But there was only one quarterback at the event trying to catch the eye of at least one NFL team.
"He just wants a shot," Justin Hoover said.
Hoover is an owner and instructor at Spin It Quarterback Academy, and has been grooming former Western QB Travis Partridge for the next level.
"I was more anxious than anything just to do it," Partridge said of his pro day. "There was no real apprehension or anything like that. It was just, go get 'em."
Partridge went after it in combine tests like the vertical jump and 40-yard dash, as well as throwing workouts to show off his arm.
"I thought it went well. It felt smooth, it looked smooth, not a lot of incompletions. It's definitely a benefit to me to work out knowing that I built myself here."
"The throws that people wanted to see today he made everyone of them, so I was really pleased with the way it went," Hoover said.
Since wrapping up his college career at Missouri Western, Partridge has begun working with Hoover, a former Pitt State quarterback.
And as a promoter of Division II football and the MIAA, Hoover sought out Partridge.
"There's more and more every year that are getting an opportunity, and that's kind of why I was drawn to Travis. Our relationship became pretty tight just knowing that the intentions were to get that name out there and really help along the way."
Now the two are working to overcome the Division II stereotype. In 2013, there weren't any D-II quarterbacks on active NFL rosters, and only one Division II quarterback's been drafted in the last decade.
"I think that there are some obstacles that you fight," Hoover said. "We talk a little bit about going into it with one strike against you because they don't know the level of competition that you've played against on a weekly basis."

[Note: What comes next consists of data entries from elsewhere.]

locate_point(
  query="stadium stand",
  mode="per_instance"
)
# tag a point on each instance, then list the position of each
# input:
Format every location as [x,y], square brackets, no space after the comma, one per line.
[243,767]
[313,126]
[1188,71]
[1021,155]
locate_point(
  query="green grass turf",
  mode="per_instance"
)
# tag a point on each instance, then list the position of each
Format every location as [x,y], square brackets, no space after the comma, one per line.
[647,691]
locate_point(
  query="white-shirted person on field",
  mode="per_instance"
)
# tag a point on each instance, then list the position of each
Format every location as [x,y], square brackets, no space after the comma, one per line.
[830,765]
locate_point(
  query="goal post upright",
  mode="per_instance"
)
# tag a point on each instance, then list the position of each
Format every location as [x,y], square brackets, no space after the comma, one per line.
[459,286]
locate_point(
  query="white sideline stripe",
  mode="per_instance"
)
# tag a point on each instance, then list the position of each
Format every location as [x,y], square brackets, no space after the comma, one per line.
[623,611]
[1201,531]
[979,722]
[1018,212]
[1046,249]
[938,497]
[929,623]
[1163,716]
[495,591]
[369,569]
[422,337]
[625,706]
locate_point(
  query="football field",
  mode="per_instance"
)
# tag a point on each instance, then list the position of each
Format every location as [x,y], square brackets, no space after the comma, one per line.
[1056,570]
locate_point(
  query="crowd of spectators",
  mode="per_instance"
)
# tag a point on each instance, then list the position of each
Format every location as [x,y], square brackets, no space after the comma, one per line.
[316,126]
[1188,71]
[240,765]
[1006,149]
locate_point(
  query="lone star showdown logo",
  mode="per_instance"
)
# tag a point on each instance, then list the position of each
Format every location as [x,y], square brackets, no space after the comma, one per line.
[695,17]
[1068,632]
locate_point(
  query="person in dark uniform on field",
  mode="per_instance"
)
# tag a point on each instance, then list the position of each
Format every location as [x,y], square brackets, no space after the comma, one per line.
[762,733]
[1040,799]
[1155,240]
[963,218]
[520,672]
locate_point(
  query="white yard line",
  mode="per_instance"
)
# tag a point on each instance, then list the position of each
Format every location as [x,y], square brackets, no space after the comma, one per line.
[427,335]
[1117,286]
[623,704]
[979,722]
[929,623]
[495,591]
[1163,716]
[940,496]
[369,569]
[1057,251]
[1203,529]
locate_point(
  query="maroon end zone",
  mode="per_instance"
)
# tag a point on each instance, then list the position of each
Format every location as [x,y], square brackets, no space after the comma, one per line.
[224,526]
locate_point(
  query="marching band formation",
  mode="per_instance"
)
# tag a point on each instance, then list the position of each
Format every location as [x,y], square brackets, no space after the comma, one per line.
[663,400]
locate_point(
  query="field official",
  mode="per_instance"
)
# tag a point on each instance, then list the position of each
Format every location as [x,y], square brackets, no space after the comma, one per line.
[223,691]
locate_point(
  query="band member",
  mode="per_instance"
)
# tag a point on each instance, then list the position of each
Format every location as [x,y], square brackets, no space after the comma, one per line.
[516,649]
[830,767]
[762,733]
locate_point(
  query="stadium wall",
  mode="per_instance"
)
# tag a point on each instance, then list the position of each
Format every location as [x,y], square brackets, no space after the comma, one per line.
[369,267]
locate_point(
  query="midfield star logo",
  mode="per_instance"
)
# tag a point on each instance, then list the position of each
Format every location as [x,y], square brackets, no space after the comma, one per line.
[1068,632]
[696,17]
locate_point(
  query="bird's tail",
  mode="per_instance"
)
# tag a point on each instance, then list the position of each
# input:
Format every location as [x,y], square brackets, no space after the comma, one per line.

Now Partridge is hoping the skills that earned him all-MIAA accolades three times will catch the eye of a team at the next level.
"The scouts I talked to today said it was very positive," Partridge said. "They're very positive and liked what they saw today so you never know. It just takes one person to like you."
"I think a workout like today gives him a really good chance to get that shot," Hoover said. "After that, he'll work hard enough to give him his best opportunity and compete hard, and that's all he can ask for."